![]() |
| El odio a los cristianos es norma del islam |
El 18 de julio de 2014, el Estado Islámico de Irak da un ultimátum a los cristianos para convertirse, emigrar o morir
El 18 de julio de 2014, en Mosul, Irak, el Estado Islámico emitió un ultimátum a la comunidad cristiana local para que aceptara el estatus de *dhimmi mediante el pago de la jizya, se convirtiera al islam o emigrara de inmediato, bajo amenaza de ejecución. Esta acción provocó un éxodo masivo que vació la ciudad de cristianos por primera vez en casi dos milenios y marcó el fin de la presencia continua desde los primeros siglos del cristianismo.Los yihadistas del denominado Califato Islámico, que controlaban Mosul desde junio de aquel año tras su avance relámpago en el norte de Irak, distribuyeron la notificación desde los altavoces de las mezquitas y mediante cartas entregadas a las familias. El documento citaba el contrato histórico de dhimma y ofrecía tres opciones explícitas: islam, pago de impuesto de protección o la espada.El plazo vencía al mediodía del sábado 19 de julio. Miles de cristianos asirios, caldeos y siríacos cargaron lo poco que pudieron en automóviles y ómnibus, abandonando hogares, negocios e iglesias ancestrales. Muchos marcaron las propiedades con la letra N de “nazareno” antes de huir hacia la región kurda o la llanura de Nínive.
Antes del ultimátum quedaban entre 3.000 y 5.000 cristianos en Mosul, cifra ya muy reducida respecto a los más de 50.000 que habitaban la ciudad antes del 2003 y alrededor de 100.000 de décadas anteriores. La comunidad había resistido invasiones, imperios y conflictos previos, pero el avance del Estado Islámico resultó definitivo.
El patriarca caldeo Louis Raphael Sako declaró que, por primera vez en la historia de Irak, Mosul quedaba vacía de cristianos. Familias enteras partieron sin documentos ni pertenencias de valor, que fueron confiscadas sistemáticamente por los militantes. Los edificios religiosos sufrieron saqueos y profanaciones inmediatas.

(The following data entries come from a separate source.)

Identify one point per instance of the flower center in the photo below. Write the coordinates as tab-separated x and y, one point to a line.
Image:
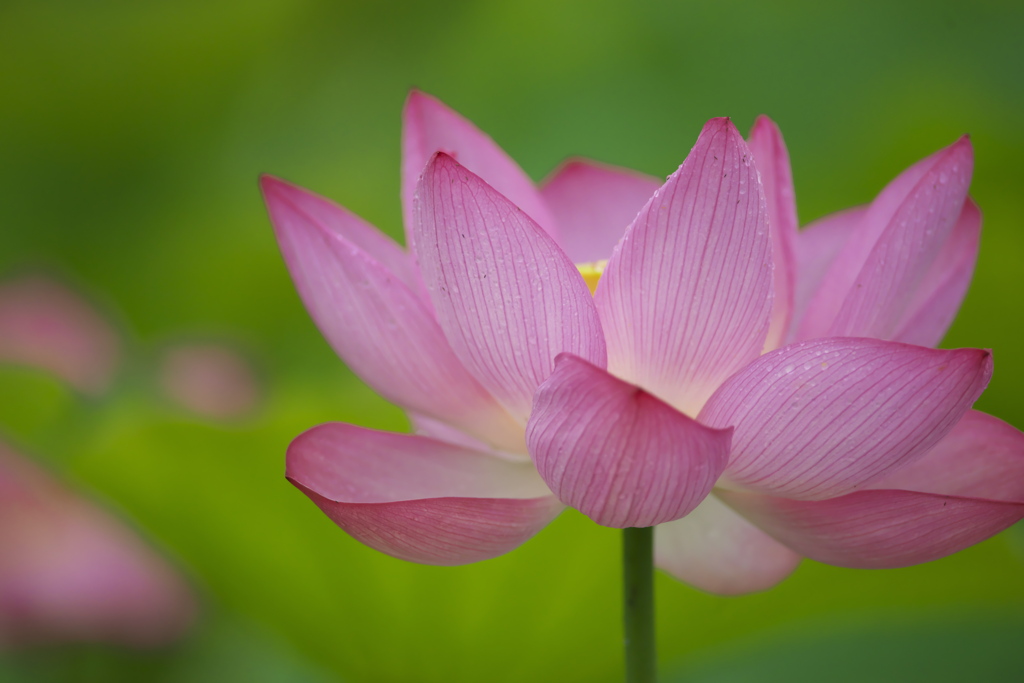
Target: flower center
592	272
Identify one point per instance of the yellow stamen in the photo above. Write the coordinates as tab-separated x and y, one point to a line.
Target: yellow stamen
592	272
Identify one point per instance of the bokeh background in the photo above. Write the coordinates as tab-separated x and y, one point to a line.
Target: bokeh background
131	136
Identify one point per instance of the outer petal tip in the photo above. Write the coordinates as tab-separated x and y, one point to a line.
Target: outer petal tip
417	499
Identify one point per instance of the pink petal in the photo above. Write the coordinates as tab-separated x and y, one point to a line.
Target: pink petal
378	326
772	161
817	247
822	418
50	327
428	127
875	529
417	499
938	298
617	454
716	550
685	300
868	288
330	217
594	204
982	457
508	299
70	572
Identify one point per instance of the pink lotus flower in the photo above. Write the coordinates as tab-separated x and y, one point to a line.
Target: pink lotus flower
758	393
69	572
47	326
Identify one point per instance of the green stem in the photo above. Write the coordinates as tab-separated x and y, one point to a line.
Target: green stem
638	604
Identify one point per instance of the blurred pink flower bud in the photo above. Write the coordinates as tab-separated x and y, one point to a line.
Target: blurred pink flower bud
71	572
45	325
210	380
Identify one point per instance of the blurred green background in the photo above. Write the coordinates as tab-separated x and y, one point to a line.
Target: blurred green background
131	135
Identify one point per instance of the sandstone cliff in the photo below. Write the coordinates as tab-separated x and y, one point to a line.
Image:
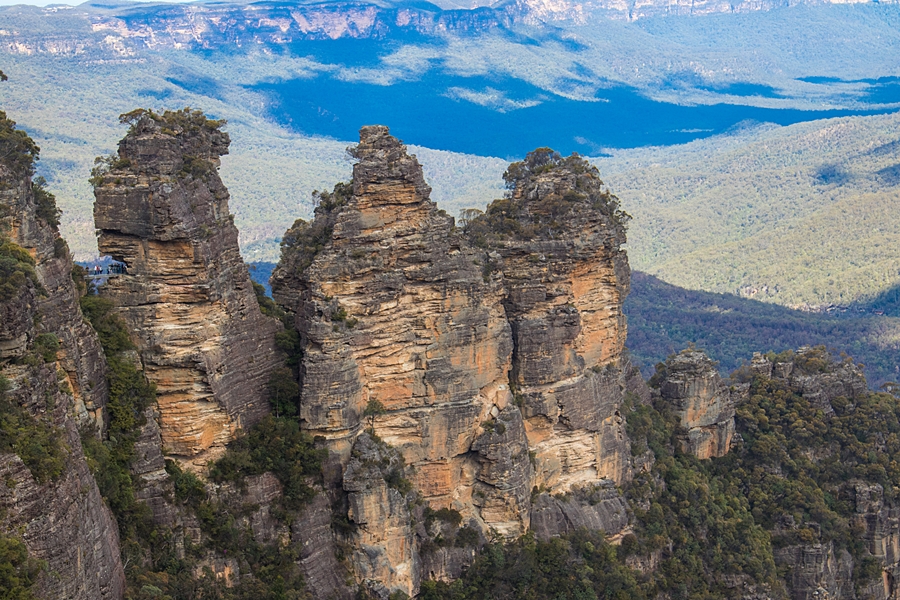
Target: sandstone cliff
417	331
52	365
691	383
162	210
557	240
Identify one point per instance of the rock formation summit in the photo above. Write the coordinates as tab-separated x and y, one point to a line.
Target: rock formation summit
162	211
557	239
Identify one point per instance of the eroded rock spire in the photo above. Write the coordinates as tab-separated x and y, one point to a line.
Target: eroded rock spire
162	210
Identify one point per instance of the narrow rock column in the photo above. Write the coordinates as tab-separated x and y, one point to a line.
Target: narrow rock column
62	520
403	330
186	294
557	239
693	386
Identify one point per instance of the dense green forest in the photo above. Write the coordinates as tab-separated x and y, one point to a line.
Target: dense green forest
801	215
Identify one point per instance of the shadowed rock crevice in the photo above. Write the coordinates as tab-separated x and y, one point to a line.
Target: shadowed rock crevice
162	210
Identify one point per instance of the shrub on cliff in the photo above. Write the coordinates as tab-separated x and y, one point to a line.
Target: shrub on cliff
16	267
37	443
46	208
304	240
17	151
275	445
129	396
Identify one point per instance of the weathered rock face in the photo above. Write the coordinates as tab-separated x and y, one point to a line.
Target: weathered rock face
62	520
817	571
811	374
81	358
413	332
557	240
396	315
163	211
693	386
597	508
385	553
881	526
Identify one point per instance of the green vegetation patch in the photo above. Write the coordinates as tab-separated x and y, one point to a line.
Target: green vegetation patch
303	241
16	268
45	203
581	566
516	217
129	396
275	445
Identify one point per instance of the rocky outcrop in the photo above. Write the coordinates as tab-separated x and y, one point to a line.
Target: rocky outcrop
691	383
162	210
401	329
385	555
817	571
57	509
812	374
597	508
557	239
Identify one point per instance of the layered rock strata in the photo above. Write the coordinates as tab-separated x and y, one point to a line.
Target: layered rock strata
401	330
61	518
162	210
557	239
705	405
413	333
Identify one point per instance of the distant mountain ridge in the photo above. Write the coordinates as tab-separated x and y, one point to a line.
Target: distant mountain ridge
124	28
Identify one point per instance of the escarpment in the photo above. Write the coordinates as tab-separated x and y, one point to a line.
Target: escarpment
692	385
52	384
401	330
557	239
185	293
418	332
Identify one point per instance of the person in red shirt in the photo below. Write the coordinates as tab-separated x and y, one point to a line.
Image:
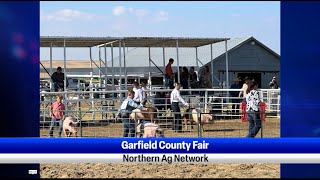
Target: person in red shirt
169	74
57	114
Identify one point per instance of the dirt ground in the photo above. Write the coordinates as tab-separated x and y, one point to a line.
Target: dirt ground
221	128
98	170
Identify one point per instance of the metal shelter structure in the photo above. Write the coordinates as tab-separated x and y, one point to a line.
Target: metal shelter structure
123	42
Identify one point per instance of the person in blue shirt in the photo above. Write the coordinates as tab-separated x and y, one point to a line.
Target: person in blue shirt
124	112
234	95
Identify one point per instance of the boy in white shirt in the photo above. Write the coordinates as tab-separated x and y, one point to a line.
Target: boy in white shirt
253	110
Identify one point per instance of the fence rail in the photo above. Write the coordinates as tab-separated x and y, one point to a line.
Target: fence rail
96	111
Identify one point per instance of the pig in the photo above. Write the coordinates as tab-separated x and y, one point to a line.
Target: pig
149	130
191	115
68	126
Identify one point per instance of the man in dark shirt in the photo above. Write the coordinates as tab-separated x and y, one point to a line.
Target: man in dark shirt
58	79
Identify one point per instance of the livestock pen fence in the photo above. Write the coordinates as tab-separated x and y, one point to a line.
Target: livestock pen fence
96	111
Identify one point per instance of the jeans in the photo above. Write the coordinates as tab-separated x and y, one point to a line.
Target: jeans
254	123
128	128
235	106
169	82
177	121
52	124
57	87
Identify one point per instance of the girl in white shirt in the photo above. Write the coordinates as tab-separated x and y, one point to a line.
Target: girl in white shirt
253	110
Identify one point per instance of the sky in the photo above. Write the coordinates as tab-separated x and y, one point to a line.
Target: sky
159	19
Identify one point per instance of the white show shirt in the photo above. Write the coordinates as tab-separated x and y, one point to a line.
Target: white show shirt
253	101
138	96
144	93
176	97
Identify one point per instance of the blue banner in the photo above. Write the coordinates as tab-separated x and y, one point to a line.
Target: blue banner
159	145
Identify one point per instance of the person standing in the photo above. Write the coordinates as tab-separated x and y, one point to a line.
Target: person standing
274	95
253	110
144	93
58	79
57	114
138	94
235	94
273	84
124	111
175	98
246	87
169	74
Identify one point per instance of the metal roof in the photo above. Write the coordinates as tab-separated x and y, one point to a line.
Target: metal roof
58	41
139	57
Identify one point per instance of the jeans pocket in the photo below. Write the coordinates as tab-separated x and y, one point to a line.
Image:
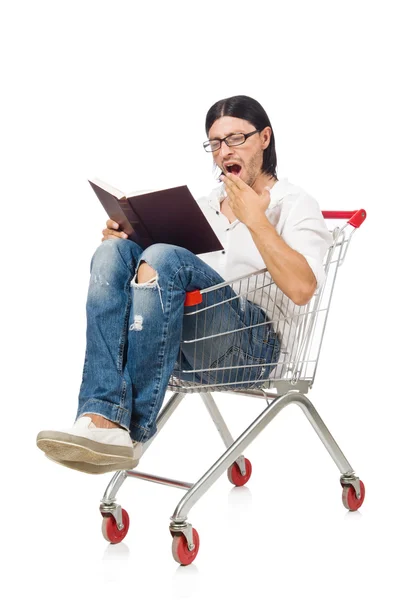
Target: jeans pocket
234	367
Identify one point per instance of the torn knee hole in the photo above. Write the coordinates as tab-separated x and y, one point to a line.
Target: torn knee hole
137	325
145	274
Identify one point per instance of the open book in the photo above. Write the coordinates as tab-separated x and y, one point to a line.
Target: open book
169	216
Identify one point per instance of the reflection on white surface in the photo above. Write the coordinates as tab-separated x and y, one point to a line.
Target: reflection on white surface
185	581
240	496
353	516
116	552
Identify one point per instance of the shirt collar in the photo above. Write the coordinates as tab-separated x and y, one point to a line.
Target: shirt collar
277	193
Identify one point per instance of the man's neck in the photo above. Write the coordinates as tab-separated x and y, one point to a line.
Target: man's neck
262	181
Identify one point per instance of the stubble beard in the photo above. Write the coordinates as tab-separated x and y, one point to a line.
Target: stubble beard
254	168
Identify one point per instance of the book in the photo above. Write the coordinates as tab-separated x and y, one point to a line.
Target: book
170	216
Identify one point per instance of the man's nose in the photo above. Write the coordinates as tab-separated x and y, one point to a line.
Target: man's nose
225	150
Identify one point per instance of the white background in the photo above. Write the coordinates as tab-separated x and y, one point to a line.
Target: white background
120	90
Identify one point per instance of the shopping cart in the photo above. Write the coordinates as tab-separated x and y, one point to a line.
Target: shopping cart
299	331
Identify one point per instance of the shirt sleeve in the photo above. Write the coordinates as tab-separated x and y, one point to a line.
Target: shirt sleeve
305	231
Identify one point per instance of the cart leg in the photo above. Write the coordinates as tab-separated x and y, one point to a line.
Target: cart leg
108	502
222	427
179	518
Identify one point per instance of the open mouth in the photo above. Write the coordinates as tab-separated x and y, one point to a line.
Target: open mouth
233	168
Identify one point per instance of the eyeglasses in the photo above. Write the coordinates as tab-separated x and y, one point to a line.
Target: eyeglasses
234	139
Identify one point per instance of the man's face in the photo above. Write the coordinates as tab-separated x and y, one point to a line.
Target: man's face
246	158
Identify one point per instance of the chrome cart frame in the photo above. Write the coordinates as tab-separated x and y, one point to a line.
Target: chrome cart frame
300	330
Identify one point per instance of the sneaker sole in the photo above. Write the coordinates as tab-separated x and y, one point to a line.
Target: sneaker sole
67	447
126	465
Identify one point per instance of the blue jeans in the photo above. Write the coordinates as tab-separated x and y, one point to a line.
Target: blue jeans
134	332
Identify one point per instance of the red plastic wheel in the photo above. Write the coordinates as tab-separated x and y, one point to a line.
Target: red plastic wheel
235	476
110	531
180	550
349	498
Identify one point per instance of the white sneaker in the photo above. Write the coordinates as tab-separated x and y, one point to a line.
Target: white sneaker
86	443
125	465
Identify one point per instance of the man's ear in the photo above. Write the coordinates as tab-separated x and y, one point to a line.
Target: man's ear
266	136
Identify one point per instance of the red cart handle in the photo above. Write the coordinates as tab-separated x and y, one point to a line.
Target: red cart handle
193	298
356	217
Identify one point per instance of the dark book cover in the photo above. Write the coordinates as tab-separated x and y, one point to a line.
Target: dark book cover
170	216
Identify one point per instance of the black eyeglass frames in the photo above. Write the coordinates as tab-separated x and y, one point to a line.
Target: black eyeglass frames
234	139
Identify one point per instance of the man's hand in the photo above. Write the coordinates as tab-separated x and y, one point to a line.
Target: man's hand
110	231
246	204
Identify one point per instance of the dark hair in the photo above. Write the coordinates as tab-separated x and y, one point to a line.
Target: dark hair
244	107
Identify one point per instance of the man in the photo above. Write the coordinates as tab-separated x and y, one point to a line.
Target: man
136	298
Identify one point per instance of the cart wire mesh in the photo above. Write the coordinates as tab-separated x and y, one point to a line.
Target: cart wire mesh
291	335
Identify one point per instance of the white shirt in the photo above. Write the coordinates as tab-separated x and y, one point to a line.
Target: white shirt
297	218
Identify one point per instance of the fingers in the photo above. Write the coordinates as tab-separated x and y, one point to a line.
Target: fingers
110	233
112	224
232	181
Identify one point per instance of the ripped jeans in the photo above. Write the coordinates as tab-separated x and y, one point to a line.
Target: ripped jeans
134	331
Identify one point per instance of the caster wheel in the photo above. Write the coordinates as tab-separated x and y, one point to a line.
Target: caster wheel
181	552
349	498
110	531
235	476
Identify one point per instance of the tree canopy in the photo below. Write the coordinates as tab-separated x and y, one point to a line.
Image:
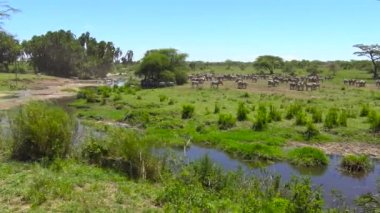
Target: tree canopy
60	53
163	65
9	49
373	53
268	63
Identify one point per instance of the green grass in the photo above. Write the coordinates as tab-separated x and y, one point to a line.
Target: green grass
158	113
69	186
308	157
356	163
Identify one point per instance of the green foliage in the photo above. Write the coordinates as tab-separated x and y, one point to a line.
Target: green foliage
293	110
187	111
125	152
356	163
40	130
216	108
242	112
9	49
274	114
374	120
301	118
364	110
331	119
261	120
308	156
311	131
342	120
226	121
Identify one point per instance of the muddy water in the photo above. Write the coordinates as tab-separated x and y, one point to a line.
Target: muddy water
329	177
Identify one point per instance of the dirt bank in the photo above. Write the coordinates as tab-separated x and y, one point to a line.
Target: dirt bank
42	90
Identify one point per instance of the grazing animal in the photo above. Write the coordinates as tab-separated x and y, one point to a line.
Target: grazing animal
216	83
242	85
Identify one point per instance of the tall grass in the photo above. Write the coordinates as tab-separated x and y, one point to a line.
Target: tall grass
40	130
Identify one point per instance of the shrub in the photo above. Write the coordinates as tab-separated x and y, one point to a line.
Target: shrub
163	97
342	120
216	108
316	115
311	131
301	118
260	122
187	111
274	114
356	163
331	119
292	111
365	110
180	77
308	156
41	130
374	121
226	121
242	112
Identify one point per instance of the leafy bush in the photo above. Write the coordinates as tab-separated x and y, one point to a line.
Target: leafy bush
342	120
187	111
356	163
311	131
41	130
216	108
226	121
180	77
308	156
261	119
316	115
301	118
331	119
242	112
374	120
293	110
364	110
274	114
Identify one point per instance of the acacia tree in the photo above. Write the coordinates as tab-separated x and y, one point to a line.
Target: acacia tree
9	49
373	53
268	63
163	64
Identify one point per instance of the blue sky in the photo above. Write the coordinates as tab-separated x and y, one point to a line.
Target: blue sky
211	30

Iglesias históricas como la de la Inmaculada Concepción y conventos antiguos fueron ocupados o destruidos en los meses siguientes. El ultimátum se enmarcó en la campaña más amplia del grupo contra minorías religiosas, que incluyó también a yazidíes, shabaks y turcomanos chiitas.
Abu Bakr al-Baghdadi, líder del Estado Islámico, respaldó personalmente la medida como parte de la instauración de la sharia estricta en los territorios controlados. El gobernador designado en Mosul, Salman al-Farisi, supervisó la aplicación y exigió el pago de hasta 470 dólares por familia para quienes pretendieran quedarse como dhimmis.
La huida se produjo en pleno verano, con temperaturas extremas y con pasos de control yihadistas que registraban y despojaban a los desplazados. Muchos encontraron refugio temporal en pueblos cristianos de la llanura de Nínive como Qaraqosh, Bartella y Alqosh, aunque estos también caerían semanas después.
La diáspora se extendió hacia Erbil, Dohuk, Jordania, Líbano y países europeos. Organizaciones humanitarias registraron más de 120.000 desplazados cristianos solo en los primeros días de agosto de 2014 en todo el norte iraquí. El acontecimiento aceleró la emigración definitiva de una de las comunidades más antiguas del mundo.
La jornada fue el punto de quiebre para la pluralidad religiosa en Mosul, ciudad construida sobre las ruinas de la antigua Nínive, en la que cristianos y musulmanes habían convivido durante siglos hasta la irrupción del extremismo salafista que transformó radicalmente la demografía regional.
*Dhimmi es un término histórico del derecho islámico que designa a los no musulmanes que viven bajo la protección de un Estado gobernado por musulmanes, principalmente cristianos, judíos y zoroastrianos (considerados “Gente del Libro” o Ahl al-Kitab).